Like other frameworks with powerful features, the learning cost of TCA is not low. Although it doesn’t take too much time to understand how to use TCA, it’s difficult to write satisfactory code if developers cannot truly master its internal assembly logic.

Although TCA seems to provide a bottom-up development approach for developers, if the complete functionality is not well thought out, it will be found impossible to assemble the desired effect.

TCA requires higher abstraction and planning capabilities from developers, and it is important to remember not to simply learn and then invest in the production practice of complex requirements.


In TCA, State and Action are required to comply with the Equatable protocol, and like many Redux-like solutions, TCA cannot provide support for reference value type states. This means that in some scenarios where reference types must be used, if you still want to maintain the logic of a single State, you need to convert the reference types into value types, which will result in some performance loss.

In addition, the mechanism of using WithViewStore to focus on specific properties internally uses Combine. When there are many levels of Reducers, TCA also needs to pay a significant cost for splitting and comparison. Once the cost it pays exceeds the optimization result, performance issues will occur.

Finally, TCA is still unable to cope with high-frequency Action calls. If your application may generate high-frequency Action (several dozen times per second), then you need to limit or adjust the event source.

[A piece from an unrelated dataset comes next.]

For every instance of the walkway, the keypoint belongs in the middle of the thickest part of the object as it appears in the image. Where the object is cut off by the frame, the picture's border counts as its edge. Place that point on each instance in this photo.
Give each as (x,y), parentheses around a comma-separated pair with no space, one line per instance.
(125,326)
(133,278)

Otherwise, there will be a situation where the status is not synchronized.

How to Learn TCA

Although TCA largely reduces the chance of using other dependencies (compliant with the DynamicProperty protocol) in views, developers should still have a deep understanding and mastery of the native dependency solutions provided by SwiftUI. On the one hand, in many lightweight developments, we don’t need to use such heavyweight frameworks. On the other hand, even when using TCA, developers still need to use these native dependencies as supplements to TCA. This has been fully demonstrated in the CaseStudies code provided by TCA.

If you are a beginner in SwiftUI and have little knowledge of Redux or Elm, you can first try using some lighter Redux-like frameworks. After becoming familiar with this development mode, you can then learn TCA. I recommend that you can read Majid’s series of articles about Redux-like.

Wang Wei’s series of articles on TCA - TCA - The Savior of SwiftUI? is also an excellent introductory material, which I suggest interested developers of TCA to read.

TCA provides a lot of sample code, from the simplest reducer creation to the fully functional published application. These sample codes also continue to change with the version updates of TCA, many of which have been refactored using the Reducer Protocol.

Of course, if you want to learn the latest and most in-depth content about TCA, you still need to watch the video courses on the Point Free website. These video courses provide complete text versions and corresponding code, so even if your listening skills are limited, you can understand all the content through the text version.


According to the plan, TCA will soon replace the remaining Combine code (Apple’s closed-source code) with async/await code. This will make it possible to become a framework that supports multiple platforms. Perhaps TCA will have the opportunity to be ported to other languages in the future.